By integration I was able to verify that for the above case to hold true, we need velocity to depend linearly on position, but the question remains there that is it practically possible or it is a mere theoretical situation?
 A: One of the basic elements (along with masses and springs) used to model mechanical systems is the damper, which provides force equal to the relative velocity of its two ends.
Real world implementations are dashpots and hydraulic or pneumatic dampers use in vehicle suspensions, aka shock absorbers or gas struts.
A: It is certainly possible for force to vary linearly with velocity. You could easily construct a scenario to make this happen. The easiest way to construct such a scenario would be with an electric motor where you control the power based on the velocity.
Since $P=F\cdot v$ then if $F=kv$ we have $P=kv^2$. So if you simply monitor your velocity and deliver power at a rate $P=kv^2$ then you would have a force linearly related to velocity.
A: Consider the ideal dash-pot or the real-life damper. These devices produce a resistance force proportional to speed.
$$ F  =- c\, v $$
Coupled with a spring and a mass, it produces the damped spring-mass system that is a very common device.
The force above is the result of oil squeezing through a narrow passageway (usually the outside of a cylinder) with very laminary flow. The governing process is called Couette Flow and produces a linear relationship between shear stress in the fluid and velocity gradient. The gradient is proportional to the speed on one side of the damper, and the shear stresses proportional to the applied force.
A: Yes, air resistance at low velocities is one such example, but I'm sure that there are others. For an object moving at a suitably low velocity, the drag on the object is given by $$\vec{F} = - b \vec{v} ,$$ which of course means that the acceleration is varying linearly with the velocity. This is the sort of drag experienced by an object moving slowly in a laminar fluid, i.e. when we have very low Reynolds number.

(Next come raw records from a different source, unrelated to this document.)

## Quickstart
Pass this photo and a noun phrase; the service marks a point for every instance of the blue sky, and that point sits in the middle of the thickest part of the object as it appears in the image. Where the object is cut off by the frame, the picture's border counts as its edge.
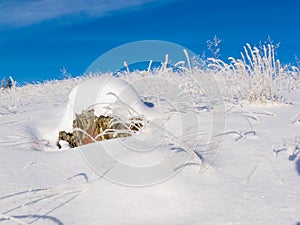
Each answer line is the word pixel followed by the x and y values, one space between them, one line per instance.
pixel 39 37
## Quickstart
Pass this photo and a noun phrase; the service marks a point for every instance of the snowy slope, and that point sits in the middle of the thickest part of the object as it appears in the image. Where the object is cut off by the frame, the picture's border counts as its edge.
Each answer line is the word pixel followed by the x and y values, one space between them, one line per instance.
pixel 253 180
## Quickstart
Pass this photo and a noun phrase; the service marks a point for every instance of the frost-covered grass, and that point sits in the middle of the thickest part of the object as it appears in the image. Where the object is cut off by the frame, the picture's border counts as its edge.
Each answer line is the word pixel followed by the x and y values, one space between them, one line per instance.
pixel 258 77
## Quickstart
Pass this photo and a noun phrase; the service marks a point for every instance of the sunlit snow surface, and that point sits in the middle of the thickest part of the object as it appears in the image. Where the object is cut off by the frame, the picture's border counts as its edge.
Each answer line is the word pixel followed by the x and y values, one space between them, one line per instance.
pixel 253 179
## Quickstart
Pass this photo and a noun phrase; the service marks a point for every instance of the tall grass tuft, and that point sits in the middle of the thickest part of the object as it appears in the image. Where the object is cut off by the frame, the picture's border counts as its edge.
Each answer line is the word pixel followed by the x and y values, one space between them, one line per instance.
pixel 258 77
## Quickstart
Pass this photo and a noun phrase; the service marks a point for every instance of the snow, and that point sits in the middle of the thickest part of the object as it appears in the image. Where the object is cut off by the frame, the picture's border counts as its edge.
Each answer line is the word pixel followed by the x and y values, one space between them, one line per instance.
pixel 254 179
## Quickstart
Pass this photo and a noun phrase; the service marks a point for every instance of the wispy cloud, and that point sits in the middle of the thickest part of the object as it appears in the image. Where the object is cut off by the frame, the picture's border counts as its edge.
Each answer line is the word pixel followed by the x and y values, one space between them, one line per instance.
pixel 19 13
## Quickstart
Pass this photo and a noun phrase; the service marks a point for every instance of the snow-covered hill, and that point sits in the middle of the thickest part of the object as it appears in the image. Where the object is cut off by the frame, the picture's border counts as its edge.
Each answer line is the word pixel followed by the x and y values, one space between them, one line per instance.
pixel 253 178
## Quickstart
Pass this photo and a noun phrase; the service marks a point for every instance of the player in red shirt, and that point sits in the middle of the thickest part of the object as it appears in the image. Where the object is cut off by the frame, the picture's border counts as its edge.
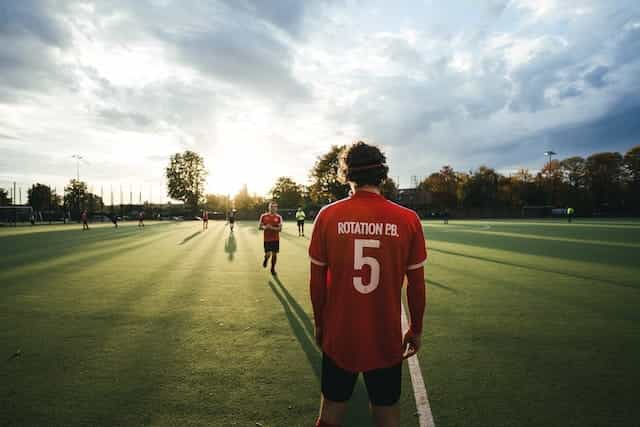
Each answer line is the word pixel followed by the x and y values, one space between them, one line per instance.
pixel 205 219
pixel 271 223
pixel 84 216
pixel 361 249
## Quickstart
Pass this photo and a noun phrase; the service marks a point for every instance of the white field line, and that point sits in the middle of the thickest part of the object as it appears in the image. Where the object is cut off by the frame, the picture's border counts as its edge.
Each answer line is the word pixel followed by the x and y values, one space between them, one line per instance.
pixel 425 418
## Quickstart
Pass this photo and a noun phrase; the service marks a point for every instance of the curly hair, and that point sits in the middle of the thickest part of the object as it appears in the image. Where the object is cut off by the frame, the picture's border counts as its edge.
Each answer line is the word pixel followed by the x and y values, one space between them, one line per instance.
pixel 362 164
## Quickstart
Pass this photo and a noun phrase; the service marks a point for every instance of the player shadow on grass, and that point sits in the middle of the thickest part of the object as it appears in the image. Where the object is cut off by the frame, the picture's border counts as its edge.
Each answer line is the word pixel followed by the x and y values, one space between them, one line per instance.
pixel 529 267
pixel 304 332
pixel 230 246
pixel 441 286
pixel 190 236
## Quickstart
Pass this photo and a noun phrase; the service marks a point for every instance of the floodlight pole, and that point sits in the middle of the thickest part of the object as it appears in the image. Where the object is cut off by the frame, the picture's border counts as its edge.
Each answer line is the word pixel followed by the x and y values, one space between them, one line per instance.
pixel 78 158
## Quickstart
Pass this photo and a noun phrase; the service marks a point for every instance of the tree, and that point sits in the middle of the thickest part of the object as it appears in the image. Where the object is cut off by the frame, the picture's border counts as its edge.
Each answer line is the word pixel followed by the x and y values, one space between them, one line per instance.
pixel 604 176
pixel 248 206
pixel 573 172
pixel 632 167
pixel 443 186
pixel 185 178
pixel 325 186
pixel 287 193
pixel 74 196
pixel 482 188
pixel 389 189
pixel 40 197
pixel 5 200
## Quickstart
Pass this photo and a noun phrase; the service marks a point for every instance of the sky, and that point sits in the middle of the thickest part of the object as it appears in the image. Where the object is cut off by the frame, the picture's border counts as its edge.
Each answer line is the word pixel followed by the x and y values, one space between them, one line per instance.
pixel 261 88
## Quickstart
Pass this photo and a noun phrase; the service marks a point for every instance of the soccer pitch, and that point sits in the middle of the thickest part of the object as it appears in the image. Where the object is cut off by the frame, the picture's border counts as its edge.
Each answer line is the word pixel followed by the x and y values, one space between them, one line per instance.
pixel 528 323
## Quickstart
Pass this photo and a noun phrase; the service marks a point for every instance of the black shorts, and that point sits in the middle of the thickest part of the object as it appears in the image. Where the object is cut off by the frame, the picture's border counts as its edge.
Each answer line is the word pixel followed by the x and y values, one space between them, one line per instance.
pixel 273 246
pixel 383 385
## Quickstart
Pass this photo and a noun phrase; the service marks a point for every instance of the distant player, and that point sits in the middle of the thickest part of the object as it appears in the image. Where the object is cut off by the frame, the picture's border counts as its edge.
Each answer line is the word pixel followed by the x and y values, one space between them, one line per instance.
pixel 84 216
pixel 271 223
pixel 300 216
pixel 361 249
pixel 232 219
pixel 205 220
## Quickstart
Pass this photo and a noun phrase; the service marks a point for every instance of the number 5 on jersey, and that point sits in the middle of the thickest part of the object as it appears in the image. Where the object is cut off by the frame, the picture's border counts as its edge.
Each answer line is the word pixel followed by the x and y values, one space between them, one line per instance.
pixel 359 261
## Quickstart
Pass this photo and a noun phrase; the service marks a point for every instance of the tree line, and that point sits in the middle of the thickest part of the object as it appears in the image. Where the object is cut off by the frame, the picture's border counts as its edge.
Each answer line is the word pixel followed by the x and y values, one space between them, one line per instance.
pixel 603 183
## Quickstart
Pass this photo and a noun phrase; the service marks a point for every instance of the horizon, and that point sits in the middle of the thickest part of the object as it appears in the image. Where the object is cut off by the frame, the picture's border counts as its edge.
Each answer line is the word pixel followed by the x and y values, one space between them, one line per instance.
pixel 261 90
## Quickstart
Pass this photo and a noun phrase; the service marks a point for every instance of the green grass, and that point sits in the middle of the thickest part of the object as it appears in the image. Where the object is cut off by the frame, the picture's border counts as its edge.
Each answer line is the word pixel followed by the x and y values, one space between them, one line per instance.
pixel 528 323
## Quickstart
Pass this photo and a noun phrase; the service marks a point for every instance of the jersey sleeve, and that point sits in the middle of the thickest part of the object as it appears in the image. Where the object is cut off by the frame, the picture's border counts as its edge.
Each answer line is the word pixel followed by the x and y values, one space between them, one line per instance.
pixel 417 246
pixel 318 247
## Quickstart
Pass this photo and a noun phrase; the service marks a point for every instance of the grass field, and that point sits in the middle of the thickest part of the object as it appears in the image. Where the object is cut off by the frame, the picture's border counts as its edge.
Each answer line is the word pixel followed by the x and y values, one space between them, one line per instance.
pixel 528 324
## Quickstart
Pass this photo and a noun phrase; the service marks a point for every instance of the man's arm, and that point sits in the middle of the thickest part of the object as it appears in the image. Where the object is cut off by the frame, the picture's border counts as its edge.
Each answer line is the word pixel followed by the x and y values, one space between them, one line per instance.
pixel 279 226
pixel 318 288
pixel 416 299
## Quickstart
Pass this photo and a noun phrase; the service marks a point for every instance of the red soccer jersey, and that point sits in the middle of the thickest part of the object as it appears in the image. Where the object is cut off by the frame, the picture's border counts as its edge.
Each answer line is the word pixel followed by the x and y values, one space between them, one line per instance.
pixel 273 220
pixel 367 243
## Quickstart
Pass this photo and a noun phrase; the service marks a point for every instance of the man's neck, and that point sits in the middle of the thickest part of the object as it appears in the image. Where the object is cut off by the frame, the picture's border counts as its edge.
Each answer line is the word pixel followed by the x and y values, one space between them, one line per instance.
pixel 369 188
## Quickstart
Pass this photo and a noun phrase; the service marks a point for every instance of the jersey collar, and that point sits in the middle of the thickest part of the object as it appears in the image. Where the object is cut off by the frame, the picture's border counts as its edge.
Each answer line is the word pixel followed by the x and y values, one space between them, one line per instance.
pixel 366 195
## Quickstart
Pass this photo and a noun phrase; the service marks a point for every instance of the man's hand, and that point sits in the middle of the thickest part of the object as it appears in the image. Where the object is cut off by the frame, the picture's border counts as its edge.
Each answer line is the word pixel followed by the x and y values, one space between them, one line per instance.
pixel 410 344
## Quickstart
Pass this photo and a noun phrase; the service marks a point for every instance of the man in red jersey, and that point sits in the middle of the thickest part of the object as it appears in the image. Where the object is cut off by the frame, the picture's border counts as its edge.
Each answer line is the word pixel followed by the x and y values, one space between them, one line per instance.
pixel 271 223
pixel 361 249
pixel 84 216
pixel 205 219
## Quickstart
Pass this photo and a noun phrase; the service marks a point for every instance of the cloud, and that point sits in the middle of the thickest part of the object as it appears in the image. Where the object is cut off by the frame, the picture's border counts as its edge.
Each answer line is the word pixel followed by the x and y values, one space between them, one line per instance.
pixel 494 82
pixel 33 33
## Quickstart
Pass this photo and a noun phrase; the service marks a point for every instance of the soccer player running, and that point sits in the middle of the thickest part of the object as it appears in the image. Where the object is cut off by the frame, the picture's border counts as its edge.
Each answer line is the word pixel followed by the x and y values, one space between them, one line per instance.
pixel 271 223
pixel 300 216
pixel 361 249
pixel 232 219
pixel 205 219
pixel 84 216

A: For a charged ($q$) particle ($m$) in a magnetic field ($B_i$), the acceleration ($a_i$) is:
$$ a_i = \frac 1 m F_i= \frac 1 m [-q\epsilon_{ijk}B_jv_k ]$$
or explicitly as a linear operator:
$$ a_i =\big[\frac{-q} m\epsilon_{ijk}B_j\big]v_k$$
A: I like your question because, besides the technical side, it gives us a good example of one of the many ways mathematics and physics interact. What you are asking is if the ordinary differential equation $\frac{d^2 x(t)}{dt^2} = k \frac{dx(t)}{dt}$, ($k$ a real constant) with some kind of initial conditions, has a physical meaning in Newtonian mechanics. If we use, for example, $x(0) = 1$ and $v(0) = 1$ we can see that the solution exists and it is an exponential.
Now the question comes: does this exponential solution represents a valid Newtonian physical movement of a particle? At least as far as $k > 0$ i think the answer is yes, as the previous answers have shown for concrete cases.